ERCC1 expression by immunohistochemistry and EGFR mutations in resected non-small cell lung cancer

7646 Background: To investigate whether excision repair cross-complementation group 1 (ERCC1) expression, as determined immunohistochemically, and mutations of epidermal growth factor receptor (EGFR) are related to the prognosis of curatively resected non-small cell lung cancer (NSCLC), and whether these two markers are related. Methods: One-hundred and thirty-three consecutive patients with NSCLC who did not receive adjuvant chemotherapy after curative surgery were included in this study. Representative areas from formalin-fixed paraffin-embedded tumor samples were chosen for tissue microarray analysis. Immunohistochemistry was performed for ERCC1 and the median semiquantitative H-score was used as a cut-off. EGFR mutations (exons 18, 19, and 21) were analyzed by the direct sequencing of tumor samples. Results: ERCC1 expression was evaluable in 130 patients and ERCC1 was found to be positive in 80 patients (61.5%).
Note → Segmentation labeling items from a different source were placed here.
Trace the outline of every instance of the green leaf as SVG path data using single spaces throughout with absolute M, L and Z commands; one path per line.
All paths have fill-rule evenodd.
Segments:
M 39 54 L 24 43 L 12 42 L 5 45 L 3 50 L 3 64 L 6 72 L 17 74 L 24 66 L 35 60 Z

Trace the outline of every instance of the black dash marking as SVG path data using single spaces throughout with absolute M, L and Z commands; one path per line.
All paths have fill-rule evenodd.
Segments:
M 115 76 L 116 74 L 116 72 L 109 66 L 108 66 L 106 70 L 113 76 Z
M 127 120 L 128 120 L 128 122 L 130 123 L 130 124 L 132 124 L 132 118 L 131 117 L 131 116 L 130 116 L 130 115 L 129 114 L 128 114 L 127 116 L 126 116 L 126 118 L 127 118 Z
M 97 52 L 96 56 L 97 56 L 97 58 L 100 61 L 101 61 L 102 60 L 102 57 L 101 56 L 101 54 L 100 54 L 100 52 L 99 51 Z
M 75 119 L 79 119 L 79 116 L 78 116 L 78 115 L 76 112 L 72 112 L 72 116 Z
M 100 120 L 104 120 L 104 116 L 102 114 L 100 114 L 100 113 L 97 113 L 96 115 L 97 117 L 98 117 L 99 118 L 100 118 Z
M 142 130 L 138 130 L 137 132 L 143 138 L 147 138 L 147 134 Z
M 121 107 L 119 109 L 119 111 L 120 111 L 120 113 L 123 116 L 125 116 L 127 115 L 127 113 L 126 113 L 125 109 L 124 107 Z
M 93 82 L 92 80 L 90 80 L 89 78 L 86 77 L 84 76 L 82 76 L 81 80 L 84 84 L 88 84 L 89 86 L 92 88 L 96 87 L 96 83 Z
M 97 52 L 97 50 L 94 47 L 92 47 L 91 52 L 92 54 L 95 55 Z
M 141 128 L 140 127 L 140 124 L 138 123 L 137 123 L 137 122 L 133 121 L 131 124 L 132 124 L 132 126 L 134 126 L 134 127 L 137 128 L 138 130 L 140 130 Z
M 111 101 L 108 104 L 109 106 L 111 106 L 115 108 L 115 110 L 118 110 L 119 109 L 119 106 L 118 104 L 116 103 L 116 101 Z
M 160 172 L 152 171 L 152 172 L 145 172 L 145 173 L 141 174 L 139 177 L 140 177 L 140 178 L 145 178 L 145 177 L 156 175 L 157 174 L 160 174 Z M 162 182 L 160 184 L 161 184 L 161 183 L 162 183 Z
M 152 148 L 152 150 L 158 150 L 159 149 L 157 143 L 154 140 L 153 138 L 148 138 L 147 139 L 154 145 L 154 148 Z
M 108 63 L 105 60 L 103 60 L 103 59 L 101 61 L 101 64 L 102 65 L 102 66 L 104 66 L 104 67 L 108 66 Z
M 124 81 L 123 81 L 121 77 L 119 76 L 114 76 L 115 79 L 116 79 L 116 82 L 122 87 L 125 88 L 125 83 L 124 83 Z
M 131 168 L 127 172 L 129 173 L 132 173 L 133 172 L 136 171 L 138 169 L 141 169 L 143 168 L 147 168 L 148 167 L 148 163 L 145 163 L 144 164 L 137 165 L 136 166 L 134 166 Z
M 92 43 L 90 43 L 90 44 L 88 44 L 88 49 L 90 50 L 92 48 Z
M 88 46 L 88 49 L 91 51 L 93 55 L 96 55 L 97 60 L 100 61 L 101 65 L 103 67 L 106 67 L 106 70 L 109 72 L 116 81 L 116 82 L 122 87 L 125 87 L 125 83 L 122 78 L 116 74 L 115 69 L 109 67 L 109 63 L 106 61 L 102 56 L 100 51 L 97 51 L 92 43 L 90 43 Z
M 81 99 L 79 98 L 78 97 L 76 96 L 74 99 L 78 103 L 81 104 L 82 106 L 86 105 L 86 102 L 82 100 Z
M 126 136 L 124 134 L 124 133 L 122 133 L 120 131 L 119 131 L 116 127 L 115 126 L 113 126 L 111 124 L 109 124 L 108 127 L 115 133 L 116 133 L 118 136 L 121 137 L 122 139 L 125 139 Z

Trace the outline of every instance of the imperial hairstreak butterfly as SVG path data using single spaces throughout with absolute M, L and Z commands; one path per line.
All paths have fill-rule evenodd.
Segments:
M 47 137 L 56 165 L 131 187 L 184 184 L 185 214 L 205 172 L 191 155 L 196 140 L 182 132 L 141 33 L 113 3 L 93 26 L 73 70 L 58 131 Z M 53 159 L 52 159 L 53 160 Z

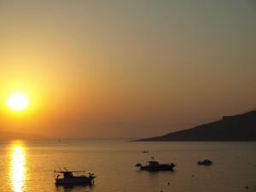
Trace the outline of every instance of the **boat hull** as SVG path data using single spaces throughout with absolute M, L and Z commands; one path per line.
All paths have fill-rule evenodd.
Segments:
M 71 178 L 55 178 L 57 185 L 92 184 L 96 177 L 74 177 Z
M 158 171 L 173 171 L 173 168 L 176 165 L 174 164 L 166 164 L 166 165 L 159 165 L 159 166 L 143 166 L 141 170 L 149 171 L 149 172 L 158 172 Z

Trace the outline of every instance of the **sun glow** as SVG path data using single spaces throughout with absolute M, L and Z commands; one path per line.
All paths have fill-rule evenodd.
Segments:
M 21 111 L 27 108 L 28 99 L 25 94 L 16 92 L 8 97 L 7 105 L 12 110 Z
M 26 180 L 26 152 L 20 143 L 11 147 L 10 183 L 15 192 L 22 192 Z

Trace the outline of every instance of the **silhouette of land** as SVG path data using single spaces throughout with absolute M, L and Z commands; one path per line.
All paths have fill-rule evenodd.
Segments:
M 20 133 L 20 132 L 11 132 L 11 131 L 0 131 L 1 140 L 9 140 L 9 139 L 45 139 L 44 136 L 38 134 L 29 134 L 29 133 Z
M 137 141 L 256 141 L 256 110 L 164 136 Z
Moreover, ERCC1 was expressed more frequently in smokers and in squamous cell carcinomas. Patients with positive ERCC1 expression survived longer (median overall survival 2,742 days for ERCC1-positive vs. 1,423 days for ERCC1-negative, P=.0463). EGFR mutations were found in 27 patients (20.3%) but they were not found to affect overall survival. Interestingly, EGFR mutations were more frequent in ERCC1-negative tumors (12.5% in ERCC1-positive vs. 30% in ERCC1-negative tumors, P=0.014). Conclusions: ERCC1 expression was identified as a prognostic marker of longer survival in resected NSCLCs. In addition, EGFR mutations were more frequently found in ERCC1-negative tumors, but were not found to affect survival in our patient group. No significant financial relationships to disclose.